L’edizione 2026 ha avuto come tema “(R)Evolution”, un concetto capace di stimolare riflessioni e interpretazioni che spaziano dall’evoluzione alla rivoluzione tecnologica, offrendo ai partecipanti l’opportunità di raccontare, attraverso il linguaggio del digitale, visioni e prospettive sul futuro. A illustrare i dettagli della manifestazione è stato Raffaele Napoli, presidente dell’associazione HackFarm e ideatore della Phaser Game Jam, che ha ripercorso le tappe dell’edizione 2026 e anticipato alcune delle prospettive di crescita dell’iniziativa negli anni a venire. Per la Banca Monte Pruno era presente Michele Pierri, Responsabile dell’Area Fisciano/Irno, che ha rappresentato l’Istituto durante la giornata conclusiva e ha partecipato alla premiazione dei giovani talenti.

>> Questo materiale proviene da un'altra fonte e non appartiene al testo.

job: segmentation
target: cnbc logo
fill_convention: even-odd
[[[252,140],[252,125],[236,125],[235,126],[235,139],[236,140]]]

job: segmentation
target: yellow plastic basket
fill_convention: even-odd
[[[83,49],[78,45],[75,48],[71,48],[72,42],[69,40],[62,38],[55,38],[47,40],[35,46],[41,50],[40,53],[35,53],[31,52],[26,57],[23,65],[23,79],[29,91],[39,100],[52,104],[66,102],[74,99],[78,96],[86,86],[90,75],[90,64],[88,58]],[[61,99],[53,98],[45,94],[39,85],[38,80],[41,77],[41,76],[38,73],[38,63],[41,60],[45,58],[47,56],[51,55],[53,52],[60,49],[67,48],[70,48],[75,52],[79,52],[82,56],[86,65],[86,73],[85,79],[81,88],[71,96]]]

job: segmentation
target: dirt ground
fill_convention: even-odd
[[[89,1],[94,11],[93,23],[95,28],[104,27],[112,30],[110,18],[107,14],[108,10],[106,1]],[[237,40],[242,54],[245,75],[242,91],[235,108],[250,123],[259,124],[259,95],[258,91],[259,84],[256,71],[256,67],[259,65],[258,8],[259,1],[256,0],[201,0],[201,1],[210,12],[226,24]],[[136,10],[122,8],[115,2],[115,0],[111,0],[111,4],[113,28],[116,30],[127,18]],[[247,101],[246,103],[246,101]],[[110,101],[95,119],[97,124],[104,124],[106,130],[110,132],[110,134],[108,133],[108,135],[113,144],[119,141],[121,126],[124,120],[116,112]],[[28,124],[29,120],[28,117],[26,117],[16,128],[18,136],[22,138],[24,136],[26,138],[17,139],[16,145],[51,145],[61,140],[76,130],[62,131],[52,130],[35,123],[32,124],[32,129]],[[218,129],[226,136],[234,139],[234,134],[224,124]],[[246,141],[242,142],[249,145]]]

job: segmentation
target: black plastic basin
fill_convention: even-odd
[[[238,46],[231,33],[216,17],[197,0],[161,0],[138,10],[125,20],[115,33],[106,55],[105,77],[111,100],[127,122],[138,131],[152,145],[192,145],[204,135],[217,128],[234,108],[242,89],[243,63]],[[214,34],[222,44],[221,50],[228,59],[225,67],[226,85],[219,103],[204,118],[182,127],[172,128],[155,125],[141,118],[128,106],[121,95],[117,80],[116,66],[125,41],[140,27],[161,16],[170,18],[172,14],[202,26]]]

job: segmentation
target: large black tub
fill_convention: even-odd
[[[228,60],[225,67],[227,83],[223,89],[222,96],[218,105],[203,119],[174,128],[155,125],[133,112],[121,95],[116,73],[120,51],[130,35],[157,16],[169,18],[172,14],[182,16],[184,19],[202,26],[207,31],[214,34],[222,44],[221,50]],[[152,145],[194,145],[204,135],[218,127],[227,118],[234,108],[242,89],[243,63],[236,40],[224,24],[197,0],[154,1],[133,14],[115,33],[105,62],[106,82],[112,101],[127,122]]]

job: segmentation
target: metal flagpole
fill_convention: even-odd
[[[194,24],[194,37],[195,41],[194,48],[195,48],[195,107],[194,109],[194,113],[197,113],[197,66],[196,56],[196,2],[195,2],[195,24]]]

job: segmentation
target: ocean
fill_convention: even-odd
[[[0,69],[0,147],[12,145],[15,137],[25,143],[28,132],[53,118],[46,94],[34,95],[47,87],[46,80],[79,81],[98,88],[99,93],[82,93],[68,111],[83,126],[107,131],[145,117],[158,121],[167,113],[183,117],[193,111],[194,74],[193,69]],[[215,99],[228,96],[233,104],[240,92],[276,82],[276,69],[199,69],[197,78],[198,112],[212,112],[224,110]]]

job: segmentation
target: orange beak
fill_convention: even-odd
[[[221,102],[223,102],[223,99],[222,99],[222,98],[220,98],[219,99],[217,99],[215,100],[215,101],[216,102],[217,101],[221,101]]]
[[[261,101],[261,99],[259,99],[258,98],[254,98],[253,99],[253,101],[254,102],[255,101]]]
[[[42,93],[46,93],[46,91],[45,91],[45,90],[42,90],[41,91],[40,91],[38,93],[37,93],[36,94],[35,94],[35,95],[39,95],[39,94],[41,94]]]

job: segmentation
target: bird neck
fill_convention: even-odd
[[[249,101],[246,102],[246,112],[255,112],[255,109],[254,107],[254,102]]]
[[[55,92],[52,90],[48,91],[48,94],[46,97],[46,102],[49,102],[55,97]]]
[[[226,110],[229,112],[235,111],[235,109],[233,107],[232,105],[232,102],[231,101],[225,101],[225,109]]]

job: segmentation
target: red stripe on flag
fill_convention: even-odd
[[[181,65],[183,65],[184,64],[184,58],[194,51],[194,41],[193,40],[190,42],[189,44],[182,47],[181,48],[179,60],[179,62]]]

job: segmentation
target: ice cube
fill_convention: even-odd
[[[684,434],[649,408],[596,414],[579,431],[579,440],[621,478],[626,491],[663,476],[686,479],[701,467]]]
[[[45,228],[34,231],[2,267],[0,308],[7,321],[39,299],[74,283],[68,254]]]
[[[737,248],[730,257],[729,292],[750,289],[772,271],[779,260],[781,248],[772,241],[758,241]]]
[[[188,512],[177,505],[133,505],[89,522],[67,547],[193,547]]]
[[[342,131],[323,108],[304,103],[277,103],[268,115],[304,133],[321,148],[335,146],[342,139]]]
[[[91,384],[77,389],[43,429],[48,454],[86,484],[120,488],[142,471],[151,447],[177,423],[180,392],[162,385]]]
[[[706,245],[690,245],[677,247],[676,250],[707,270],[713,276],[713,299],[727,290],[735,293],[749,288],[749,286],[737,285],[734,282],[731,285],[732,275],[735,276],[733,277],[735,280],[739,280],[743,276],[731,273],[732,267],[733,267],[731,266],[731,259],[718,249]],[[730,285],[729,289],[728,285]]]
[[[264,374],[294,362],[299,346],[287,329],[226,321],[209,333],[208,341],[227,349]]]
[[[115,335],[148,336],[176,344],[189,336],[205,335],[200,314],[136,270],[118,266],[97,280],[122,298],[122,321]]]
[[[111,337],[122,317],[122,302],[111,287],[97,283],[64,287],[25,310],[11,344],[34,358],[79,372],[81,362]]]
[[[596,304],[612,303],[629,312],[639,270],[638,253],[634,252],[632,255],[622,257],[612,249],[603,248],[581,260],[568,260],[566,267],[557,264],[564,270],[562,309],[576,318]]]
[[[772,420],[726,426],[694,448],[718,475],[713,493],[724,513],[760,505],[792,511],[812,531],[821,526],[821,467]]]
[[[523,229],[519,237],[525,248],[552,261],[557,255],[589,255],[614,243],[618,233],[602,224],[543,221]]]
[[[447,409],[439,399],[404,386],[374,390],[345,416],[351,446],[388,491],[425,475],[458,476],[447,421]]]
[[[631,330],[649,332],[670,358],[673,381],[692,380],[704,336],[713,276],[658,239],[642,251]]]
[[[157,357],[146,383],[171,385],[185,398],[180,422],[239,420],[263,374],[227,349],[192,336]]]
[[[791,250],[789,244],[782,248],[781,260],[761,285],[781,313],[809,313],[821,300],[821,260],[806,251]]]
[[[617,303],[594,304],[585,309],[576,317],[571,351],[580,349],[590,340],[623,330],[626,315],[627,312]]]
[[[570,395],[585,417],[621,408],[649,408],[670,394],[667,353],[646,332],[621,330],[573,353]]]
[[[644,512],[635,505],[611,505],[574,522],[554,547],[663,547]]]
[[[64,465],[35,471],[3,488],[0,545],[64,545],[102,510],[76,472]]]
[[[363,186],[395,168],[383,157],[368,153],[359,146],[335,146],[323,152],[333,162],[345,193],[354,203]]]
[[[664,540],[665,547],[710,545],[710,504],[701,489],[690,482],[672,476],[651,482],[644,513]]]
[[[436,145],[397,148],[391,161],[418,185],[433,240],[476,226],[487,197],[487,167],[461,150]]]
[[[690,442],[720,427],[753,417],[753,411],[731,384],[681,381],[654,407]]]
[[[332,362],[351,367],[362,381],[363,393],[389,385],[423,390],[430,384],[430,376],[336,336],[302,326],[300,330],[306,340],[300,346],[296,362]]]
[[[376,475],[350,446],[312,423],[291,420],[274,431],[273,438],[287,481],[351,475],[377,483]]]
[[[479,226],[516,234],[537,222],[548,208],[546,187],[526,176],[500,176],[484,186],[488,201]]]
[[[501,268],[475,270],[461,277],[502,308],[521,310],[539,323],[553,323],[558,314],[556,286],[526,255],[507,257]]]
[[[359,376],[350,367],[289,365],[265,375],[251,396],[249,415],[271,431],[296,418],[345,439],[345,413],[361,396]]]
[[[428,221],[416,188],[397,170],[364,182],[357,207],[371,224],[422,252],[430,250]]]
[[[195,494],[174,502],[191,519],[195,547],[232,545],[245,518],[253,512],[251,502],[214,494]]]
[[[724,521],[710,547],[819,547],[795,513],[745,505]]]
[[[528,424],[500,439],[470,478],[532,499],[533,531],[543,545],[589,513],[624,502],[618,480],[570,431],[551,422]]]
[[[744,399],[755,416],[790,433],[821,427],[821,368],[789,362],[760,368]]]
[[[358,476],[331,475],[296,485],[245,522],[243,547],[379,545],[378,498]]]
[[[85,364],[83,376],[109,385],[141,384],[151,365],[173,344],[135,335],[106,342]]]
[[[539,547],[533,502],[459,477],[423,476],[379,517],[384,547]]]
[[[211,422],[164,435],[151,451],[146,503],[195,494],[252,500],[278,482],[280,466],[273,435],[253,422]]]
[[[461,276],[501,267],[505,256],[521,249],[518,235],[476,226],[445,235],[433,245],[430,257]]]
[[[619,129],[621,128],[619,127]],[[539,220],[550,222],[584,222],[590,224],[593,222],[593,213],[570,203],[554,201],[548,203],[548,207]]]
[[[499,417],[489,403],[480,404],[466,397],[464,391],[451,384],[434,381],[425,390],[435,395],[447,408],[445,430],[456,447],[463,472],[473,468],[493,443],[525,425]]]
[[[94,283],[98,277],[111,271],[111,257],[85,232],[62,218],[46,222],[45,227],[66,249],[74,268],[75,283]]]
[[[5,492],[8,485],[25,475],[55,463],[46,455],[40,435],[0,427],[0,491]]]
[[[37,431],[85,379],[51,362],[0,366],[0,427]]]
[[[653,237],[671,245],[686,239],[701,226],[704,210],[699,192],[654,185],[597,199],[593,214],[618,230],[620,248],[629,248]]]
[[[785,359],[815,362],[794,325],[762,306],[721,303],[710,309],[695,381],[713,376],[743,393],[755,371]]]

“Eventi come la Phaser Game Jam – ha dichiarato Michele Pierri – dimostrano quanto talento, creatività e competenze siano presenti tra i giovani del nostro territorio. Per una banca cooperativa come la nostra sostenere queste iniziative significa investire nel futuro delle comunità. Nei ragazzi che partecipano a esperienze come questa vediamo entusiasmo, preparazione e capacità di lavorare insieme: elementi fondamentali per affrontare le sfide dei prossimi anni. Il nostro impegno è continuare a creare occasioni di crescita e opportunità concrete affinché il talento possa esprimersi e trasformarsi in valore per il territorio.”

La partecipazione alla Phaser Game Jam 2026 conferma, ancora una volta, la volontà della Banca Monte Pruno di essere protagonista nei percorsi di crescita culturale e professionale delle nuove generazioni, nella convinzione che il futuro delle comunità nasca dall’energia, dalle idee e dalle competenze dei giovani.